I wish I could’ve brought Ezra with me. His feelings about my father aren’t so great. He thinks he’s a low-down dirty criminal, and maybe he is, but he’s still my dad. He was a guy who made a really bad decision. He’s a man who has been serving his time and paying for that mistake every day of his life. A mistake that cost him watching me grow up. A bad choice that cost him the love of his life.

As I walk into the room, the laughter of children warms me and rapidly eases my nervous mood. If these kids can be all smiles and cheers, I can too, right?

I look around the room, feeling awkward and unsure of where to stand or sit. Kids of all ages, between three and twelve, are laughing, chatting, and playing. The room is somewhat large, filled with picnic style tables and seating. However, the bars on the windows that are high up on the walls of the room, are a startling reminder of where we all are and why. No amount of laughter can change the fact that this is indeed a prison.
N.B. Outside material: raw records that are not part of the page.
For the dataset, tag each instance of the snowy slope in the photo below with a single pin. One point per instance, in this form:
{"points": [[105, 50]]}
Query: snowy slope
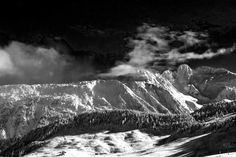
{"points": [[25, 107]]}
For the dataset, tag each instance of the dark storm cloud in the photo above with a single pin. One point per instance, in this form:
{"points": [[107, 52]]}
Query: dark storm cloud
{"points": [[153, 44], [21, 63]]}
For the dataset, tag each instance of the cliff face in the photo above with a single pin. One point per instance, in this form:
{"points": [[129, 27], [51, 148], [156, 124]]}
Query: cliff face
{"points": [[25, 107], [204, 83]]}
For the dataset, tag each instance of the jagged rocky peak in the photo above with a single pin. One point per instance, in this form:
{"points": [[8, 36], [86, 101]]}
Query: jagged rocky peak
{"points": [[184, 73], [26, 107]]}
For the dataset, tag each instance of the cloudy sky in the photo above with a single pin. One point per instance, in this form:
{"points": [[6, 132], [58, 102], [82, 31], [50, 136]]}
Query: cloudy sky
{"points": [[63, 42]]}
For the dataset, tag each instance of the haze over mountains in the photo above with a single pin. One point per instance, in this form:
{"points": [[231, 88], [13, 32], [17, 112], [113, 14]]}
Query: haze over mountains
{"points": [[118, 78]]}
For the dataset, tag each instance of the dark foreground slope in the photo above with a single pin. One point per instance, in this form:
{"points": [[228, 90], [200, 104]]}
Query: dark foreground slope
{"points": [[113, 121]]}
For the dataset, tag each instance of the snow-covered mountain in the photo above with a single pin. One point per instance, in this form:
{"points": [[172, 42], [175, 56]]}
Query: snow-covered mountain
{"points": [[26, 107]]}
Spotting an empty table in the corner, I take a seat and wait. It isn’t long before a woman taps a microphone and asks that everyone please quiet down and find a seat. Three guards circle the room, getting wandering kids to their seats. A young mother and her two boys sit across from me and I give them a brief smile. The boys appear to be twins, who I’ve placed to be aged around five. God, my heart hurts deeply for these boys. This isn’t the way life should be for them, but here they are, all smiles, eager to see their daddy.

“Thank you all for coming. A walk with God is a unique and special program. Our hope is that the children aren’t forgotten, for they are the silent victims. I ask that you all remain seated and quiet while introductions are made. Today will be emotional but rewarding.”
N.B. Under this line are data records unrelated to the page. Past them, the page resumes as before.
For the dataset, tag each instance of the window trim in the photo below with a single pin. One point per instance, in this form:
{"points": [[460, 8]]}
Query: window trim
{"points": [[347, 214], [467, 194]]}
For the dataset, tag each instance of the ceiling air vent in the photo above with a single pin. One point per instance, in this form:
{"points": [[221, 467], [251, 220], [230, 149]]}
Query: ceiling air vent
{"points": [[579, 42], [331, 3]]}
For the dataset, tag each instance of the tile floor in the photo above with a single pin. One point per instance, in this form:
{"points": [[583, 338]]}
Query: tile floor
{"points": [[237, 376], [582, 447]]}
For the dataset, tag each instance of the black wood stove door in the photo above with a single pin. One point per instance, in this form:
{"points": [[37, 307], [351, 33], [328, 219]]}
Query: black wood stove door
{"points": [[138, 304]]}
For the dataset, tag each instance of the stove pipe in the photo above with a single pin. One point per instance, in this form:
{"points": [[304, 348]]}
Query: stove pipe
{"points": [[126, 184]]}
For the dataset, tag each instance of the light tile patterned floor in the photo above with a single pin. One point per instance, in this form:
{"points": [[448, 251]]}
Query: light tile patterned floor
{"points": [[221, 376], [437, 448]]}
After a small applause, the woman begins calling names of the inmates, one by one. I have to fight tears of my own back as the kids run to their father’s embrace. The expressions on their innocent little faces will haunt me forever. They hold so much hope, love, and a twinge of sadness. Everyone claps every time a father hugs his child.
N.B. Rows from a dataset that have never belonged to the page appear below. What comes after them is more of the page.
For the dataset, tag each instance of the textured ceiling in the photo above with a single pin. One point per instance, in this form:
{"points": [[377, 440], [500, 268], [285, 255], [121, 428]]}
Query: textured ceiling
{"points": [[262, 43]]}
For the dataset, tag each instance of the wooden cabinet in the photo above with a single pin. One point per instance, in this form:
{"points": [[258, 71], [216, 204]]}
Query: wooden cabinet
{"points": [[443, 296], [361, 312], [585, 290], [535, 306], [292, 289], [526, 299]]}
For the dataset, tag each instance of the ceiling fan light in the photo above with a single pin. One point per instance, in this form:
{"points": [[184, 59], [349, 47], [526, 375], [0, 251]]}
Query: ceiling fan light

The event organizers said they didn’t want this to be a sad occasion, but a celebration. For me though, this shit is depressing as fuck. I am thankful to be a part of it, to witness what is taking place today, but I think of all the children who will never have this opportunity.

The men present today are criminals, but I know that good people do bad things—we all make mistakes. We all have good and bad in us.

I keep watching and listening, waiting for the moment where my past and present will collide.

I asked my mother to be present at the event with me when I was first informed that my dad had met the requirements and requested I attend, but she declined. I was hurt and angry with her at first, but now I appreciate that she turned me down. Today is about me and him. No one else should be here to take away from our brief time together.

When it’s my turn, I’m frozen on the spot. I can’t breathe, let alone move from my seat.

“Alan Meyers.” My father steps through the door wearing that lopsided grin, the one he last gave me the last time he hugged me. He scans the room, his once curly dark hair that hung in his eyes is cropped short.

I can feel my tears welling up, threatening to spill out. I have to fight them back.

The man who had once promised me the sun and the moon is scanning the room, searching for his little girl. However, I’m no longer small. I’m grown, an adult really. This caterpillar has shed her cocoon.

Finding my senses, I stand. His eyes lock on mine, but I can’t make my feet move. He crosses the room in four long strides.

“Conleigh,” he chokes my name out and holds his arms open.

Feeling much as I did as a child, I can no longer fight my tears as I throw myself into his welcoming arms. This is what peace feels like, getting to see him for the first time in so very long.

The room erupts with praise and joy. We are both crying but today is joyous. I forgave my father a long time ago. I made peace with the choices he made, the mistakes that brought us to today.